The exit markets have been slow now for about two years, and that means consolidation. It’s hard to get accurate aggregate numbers for venture-backed acquisitions of venture-backed companies, but Commonwealth VC Mike Fitzgerald says it’s growing more common as firms’ thirst for liquidity grows acute. He says there are three types of consolidation moves, all of which are picking up steam: firesales, strategic grabs of healthy companies, and the more difficult merger of two viable venture-backed companies. In an interview Thursday, Fitzgerald offered VatorNews a refreshingly candid look at VC dealmaking during crunchtime.
MB: We’re seeing more venture-backed companies buying other venture-backed companies. What’s going on behind the scenes?
MF: Well, you have private companies that have been venture-backed, running for a while and they’re seeking liquidity for whatever reason, so they gotta do something, or maybe they’ve just decided to give up. The venture-capital partnerships are typically 10-year partnerships, and it’s typical to get a 1, 2 or maybe 3-year extension on that, so they’re 13 years; they’re finite things. Companies can take a lot longer than that to get in gear and succeed; many times they declare non-success well short of that.
The way I think about this is there are three types of situations that a venture fund can find themselves in. Working from the bottom up to the top, number one is: the investment premise has failed, so the venture firm is giving up. “I gotta sell it. I know I’m not going to get a lot of money for it . Other young companies backed by venture firms are often in the same space.” So they can consolidating that space—maybe capture some more customers, capture pieces of technology, capture a distribution channel—whatever it happens to be, the venture-backed portfolio company can bulk up on its opportunity that way. Usually they don’t have to spend a lot of money.
MB: Any examples?
MF: A company called Antenna Software down in Jersey City, New Jersey, just outside of Manhattan, is in the business of mobile applications for corporations—things like field service, sales-force management—that type of thing—from a mobile perspective. Two of their bigger competitors were companies called Dexterra and Vettro. Each of those companies had between $75 and $100+ million paid into them. The business models were just not progressing, so Antenna picked up both of those for a total of [undisclosed, per Fitzgerald’s request. The Vettro deal has been estimated elsewhere at $2.5 million and the Dexterra deal has been estimated at $18 million].

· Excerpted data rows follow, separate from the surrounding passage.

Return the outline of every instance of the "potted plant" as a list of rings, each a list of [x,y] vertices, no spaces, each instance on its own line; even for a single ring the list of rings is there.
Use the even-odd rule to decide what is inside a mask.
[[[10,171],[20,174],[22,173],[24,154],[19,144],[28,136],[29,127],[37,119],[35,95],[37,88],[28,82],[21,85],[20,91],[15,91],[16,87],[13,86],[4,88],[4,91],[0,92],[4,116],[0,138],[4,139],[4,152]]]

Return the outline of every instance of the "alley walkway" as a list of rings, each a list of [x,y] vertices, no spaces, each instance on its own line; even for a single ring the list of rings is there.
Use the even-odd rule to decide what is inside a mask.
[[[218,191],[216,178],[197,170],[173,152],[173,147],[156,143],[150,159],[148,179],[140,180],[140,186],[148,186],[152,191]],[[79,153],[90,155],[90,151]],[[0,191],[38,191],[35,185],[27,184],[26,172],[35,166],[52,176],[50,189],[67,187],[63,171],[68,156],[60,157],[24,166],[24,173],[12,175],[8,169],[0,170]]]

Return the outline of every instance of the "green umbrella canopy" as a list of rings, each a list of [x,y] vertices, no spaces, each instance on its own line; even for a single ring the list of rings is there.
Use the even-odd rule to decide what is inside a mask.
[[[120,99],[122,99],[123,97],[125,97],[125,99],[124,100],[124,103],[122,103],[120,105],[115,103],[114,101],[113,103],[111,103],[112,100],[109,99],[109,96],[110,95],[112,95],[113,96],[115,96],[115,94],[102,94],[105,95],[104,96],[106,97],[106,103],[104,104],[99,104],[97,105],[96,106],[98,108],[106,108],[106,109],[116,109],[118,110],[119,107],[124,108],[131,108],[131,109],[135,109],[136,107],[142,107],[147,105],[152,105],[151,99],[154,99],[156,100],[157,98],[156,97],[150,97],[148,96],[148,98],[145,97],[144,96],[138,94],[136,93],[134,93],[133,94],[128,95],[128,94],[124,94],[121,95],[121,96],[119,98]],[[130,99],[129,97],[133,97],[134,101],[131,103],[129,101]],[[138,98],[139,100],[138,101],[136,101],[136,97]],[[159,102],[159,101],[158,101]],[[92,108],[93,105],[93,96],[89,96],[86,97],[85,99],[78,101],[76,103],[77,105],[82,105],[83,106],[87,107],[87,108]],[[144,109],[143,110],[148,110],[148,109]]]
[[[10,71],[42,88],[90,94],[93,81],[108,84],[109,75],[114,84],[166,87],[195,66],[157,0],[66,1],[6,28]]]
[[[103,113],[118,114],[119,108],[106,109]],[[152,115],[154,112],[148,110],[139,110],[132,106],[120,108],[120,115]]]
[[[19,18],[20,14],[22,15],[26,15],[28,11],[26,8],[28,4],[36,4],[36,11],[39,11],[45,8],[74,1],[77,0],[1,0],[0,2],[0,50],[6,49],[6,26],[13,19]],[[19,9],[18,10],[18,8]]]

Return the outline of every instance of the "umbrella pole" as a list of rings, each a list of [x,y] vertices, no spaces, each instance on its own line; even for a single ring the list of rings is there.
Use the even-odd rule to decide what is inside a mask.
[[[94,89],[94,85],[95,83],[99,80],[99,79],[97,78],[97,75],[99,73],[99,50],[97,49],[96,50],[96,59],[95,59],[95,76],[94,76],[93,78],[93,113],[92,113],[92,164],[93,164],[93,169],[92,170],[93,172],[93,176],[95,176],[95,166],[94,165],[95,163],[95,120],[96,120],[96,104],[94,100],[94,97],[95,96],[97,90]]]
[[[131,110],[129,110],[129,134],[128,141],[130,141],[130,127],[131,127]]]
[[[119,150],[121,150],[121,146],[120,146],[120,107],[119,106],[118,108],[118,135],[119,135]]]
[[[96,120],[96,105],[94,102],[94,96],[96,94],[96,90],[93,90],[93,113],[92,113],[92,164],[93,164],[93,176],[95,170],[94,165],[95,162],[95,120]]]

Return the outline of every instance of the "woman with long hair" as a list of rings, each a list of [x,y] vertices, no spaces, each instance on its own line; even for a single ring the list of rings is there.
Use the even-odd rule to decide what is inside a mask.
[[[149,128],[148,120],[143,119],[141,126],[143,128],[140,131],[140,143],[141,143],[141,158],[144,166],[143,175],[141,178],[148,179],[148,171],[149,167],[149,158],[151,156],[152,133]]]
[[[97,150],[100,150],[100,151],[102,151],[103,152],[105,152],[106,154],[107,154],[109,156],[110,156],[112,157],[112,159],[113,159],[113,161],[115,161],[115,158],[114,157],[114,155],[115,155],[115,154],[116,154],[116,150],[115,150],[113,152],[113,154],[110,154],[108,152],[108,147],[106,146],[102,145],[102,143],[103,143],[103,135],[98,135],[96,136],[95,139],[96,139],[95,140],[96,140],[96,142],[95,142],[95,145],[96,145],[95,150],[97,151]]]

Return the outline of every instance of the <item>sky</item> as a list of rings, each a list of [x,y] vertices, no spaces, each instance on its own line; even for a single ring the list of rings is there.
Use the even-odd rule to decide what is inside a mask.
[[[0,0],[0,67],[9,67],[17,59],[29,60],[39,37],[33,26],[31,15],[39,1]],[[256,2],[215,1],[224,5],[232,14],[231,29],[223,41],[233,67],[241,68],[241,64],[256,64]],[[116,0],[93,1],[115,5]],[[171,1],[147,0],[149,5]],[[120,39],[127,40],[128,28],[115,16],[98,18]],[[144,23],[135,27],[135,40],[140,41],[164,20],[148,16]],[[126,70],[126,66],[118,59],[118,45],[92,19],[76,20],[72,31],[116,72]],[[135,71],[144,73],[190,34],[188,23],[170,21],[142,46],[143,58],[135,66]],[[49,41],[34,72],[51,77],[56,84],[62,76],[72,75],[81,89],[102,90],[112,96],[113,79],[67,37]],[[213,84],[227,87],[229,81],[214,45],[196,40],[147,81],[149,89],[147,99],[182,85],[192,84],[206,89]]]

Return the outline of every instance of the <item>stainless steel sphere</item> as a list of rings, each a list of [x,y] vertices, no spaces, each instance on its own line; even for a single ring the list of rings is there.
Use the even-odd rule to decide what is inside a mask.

That was a situation where the venture firms had given up. They knew that they couldn’t get to where they needed to be with those companies, so they had to do something. I like to call it “capitulate.” They gave up the dream: “There’s really not much value here; we can’t make this work; we’ll leave them.” So I think there are a lot of those running around. Usually if you put $75 or a $100 million dollars in, you’ve got a hell of a lot more to show for it than that, so those are two busted companies, so to speak.
That’s the bottom rung; let me go to the top rung. This would be a venture company buying another viable business that bulks up their business in some strategic way—again maybe some technology, maybe a customer base, maybe a channel, maybe a product opportunity—and they pick up smaller businesses to build their business. An example of that would be Reval, which is a SaaS supplier of hedge accounting and valuation services down in New York. They bought a company that was basically the same business with a slightly different spin that was in fact their biggest competitor; a healthy business. The two guys that founded it had been at it for 10 or 12 years and they wanted to retire. So that’s a bolt-on acquisition that was a good acquisition for all parties.
MB: What was the name of the target?
MF: The Company Reval bought was FXpress.
So that’s buying a healthy company. Usually to do those, the private company has to come up with the cash for it. In the case of Reval that was a [undisclosed amount] purchase, so we had to come up with the cash to do that.
The middle-of-the-road thing, which I think is a little bit tougher is where you have two venture-backed companies, both doing OK, but not big enough to get liquid. They aren’t valuable to get anybody excited, they’re not quite what they should be, so people start to think, “Gee, should I sell this? Should I get out of it? What can I do to make it look different, a little bigger, give us more opportunity, etc…” And there you get two venture syndicates often behind those companies, and those marriages are, in my opinion, ridiculously tough to do, because each venture group thinks their baby is beautiful and the other guy’s baby is ugly. So it’s very hard to get those two venture-capital syndicates and the two companies and the two managements, etc, to get together and do a deal, especially since it would likely be a private deal where not much cash changes hands, and that’s one that people dream about all the time, but those are few and far between.
Going back to the causes for this, the cause is really the ages of these companies relative to the age of the venture fund. At some point in time, you gotta get liquid, you gotta do something to get liquid. A lot of these companies have been around for a long time, so you gotta dream up different things to do to get it on a path to liquidity. People are trying to be much more creative than they have historically been.